Er: Dass er eine Gräte im Hals hatte?
Sie: Und was für eine! Die musste ihm doch rausgeschnitten werden!
Er: Schlimm. Auch das Warten in der Notaufnahme!
Sie: Sowas lieber nicht.
Er: Geb’s Gott!
Sie: Guck! Da ist das Knöchelchen fürs Portmonee.
Er: Dann musst du die alten alle mal aussortieren.
Sie: Damit das Geld nie ausgeht. Prost!
Er: Prost Neujahr!
Wartezeit
Ein Positiver in der Nähe
genügt
für sieben Tage Warte-Zwang
in quälendem Abstand.
Sieben Tage, in denen
eine kleine Welt erstarrt,
weil behutsames Miteinander-Sein
gerade jetzt das Wichtigste gewesen wäre.
Aber so lehrt es die Vernunft:
Es hätte schlimmer kommen können.
Frohe Weihnachten!
Vermächtnis
Verliebt.
Verlobt.
Verheiratet.
Ein Sohn.
Vermasselt.
Geschieden.
Verschanzt.
Fast versauert.
Neu verliebt.
Vergnügt
verschmolzen.
Verplaudert.
Verschätzt im
verminten Gelände.
Verglüht, irgendwann.
Verblieben – der Sohn:
Verliebt …
Karin (1939-2021). Ein Nachruf
Wie gut, dass du dich immer erinnern konntest. Und dass es dir eine Freude war zu erzählen. Manchmal fürchtete ich gar, zu viel zu fragen. Oder zu heikel. Doch dann hast du schelmisch gelacht, klare Worte gesucht und mit tiefer Stimme jeder Silbe einen Akzent gegeben. Es wurde dir nicht über.
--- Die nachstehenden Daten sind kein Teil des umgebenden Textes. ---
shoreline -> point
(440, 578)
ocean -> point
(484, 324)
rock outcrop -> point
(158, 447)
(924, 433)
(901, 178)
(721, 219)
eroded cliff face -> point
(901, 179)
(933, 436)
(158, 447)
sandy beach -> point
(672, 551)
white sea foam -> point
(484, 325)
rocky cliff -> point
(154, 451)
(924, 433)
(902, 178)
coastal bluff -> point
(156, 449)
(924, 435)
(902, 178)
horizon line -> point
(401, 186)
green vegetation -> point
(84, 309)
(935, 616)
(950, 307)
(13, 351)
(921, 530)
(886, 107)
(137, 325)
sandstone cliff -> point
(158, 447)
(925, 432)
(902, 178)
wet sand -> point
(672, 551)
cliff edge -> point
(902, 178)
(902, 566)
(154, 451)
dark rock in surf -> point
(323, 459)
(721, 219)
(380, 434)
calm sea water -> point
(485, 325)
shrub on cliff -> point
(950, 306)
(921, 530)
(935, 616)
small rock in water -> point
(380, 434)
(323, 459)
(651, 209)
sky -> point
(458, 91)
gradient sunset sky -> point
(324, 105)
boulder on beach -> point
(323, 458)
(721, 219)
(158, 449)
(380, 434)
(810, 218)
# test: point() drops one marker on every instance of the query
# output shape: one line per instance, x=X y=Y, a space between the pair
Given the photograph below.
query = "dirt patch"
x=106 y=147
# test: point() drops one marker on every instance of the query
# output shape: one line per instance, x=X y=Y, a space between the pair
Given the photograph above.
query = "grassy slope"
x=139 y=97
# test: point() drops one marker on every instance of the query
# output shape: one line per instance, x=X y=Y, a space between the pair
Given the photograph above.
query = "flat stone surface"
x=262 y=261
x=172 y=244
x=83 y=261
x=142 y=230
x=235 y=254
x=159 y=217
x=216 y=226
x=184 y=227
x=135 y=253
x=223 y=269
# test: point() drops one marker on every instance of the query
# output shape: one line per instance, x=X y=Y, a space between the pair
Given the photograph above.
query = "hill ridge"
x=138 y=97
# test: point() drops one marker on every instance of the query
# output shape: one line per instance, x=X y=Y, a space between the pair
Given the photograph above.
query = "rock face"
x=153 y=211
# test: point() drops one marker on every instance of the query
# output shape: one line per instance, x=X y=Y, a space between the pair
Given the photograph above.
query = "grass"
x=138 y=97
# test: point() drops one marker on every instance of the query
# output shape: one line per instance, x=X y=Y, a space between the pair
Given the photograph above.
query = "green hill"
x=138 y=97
Das ganze Leben konnte wiederauferstehen, auch das alte Labor. Lebensmittelkontrolle im Bezirkshygieneinstitut. Was habt ihr da nicht alles auf den Tisch bekommen! Kleine Happen, winzige Proben, Löffelchen voll mit irgendwas und Getränke natürlich. Sehen, riechen, schmecken und geschickt hantieren mit dem siebenten Sinn. Wie gut du gerade das gekonnt hast! Mit allen Wassern warst du gewaschen.
Und der Rauch? Der hat sich schließlich gelegt. Er fehlte dir dann nicht einmal mehr.
Wie stark, habe ich gedacht. Und es auch gesagt.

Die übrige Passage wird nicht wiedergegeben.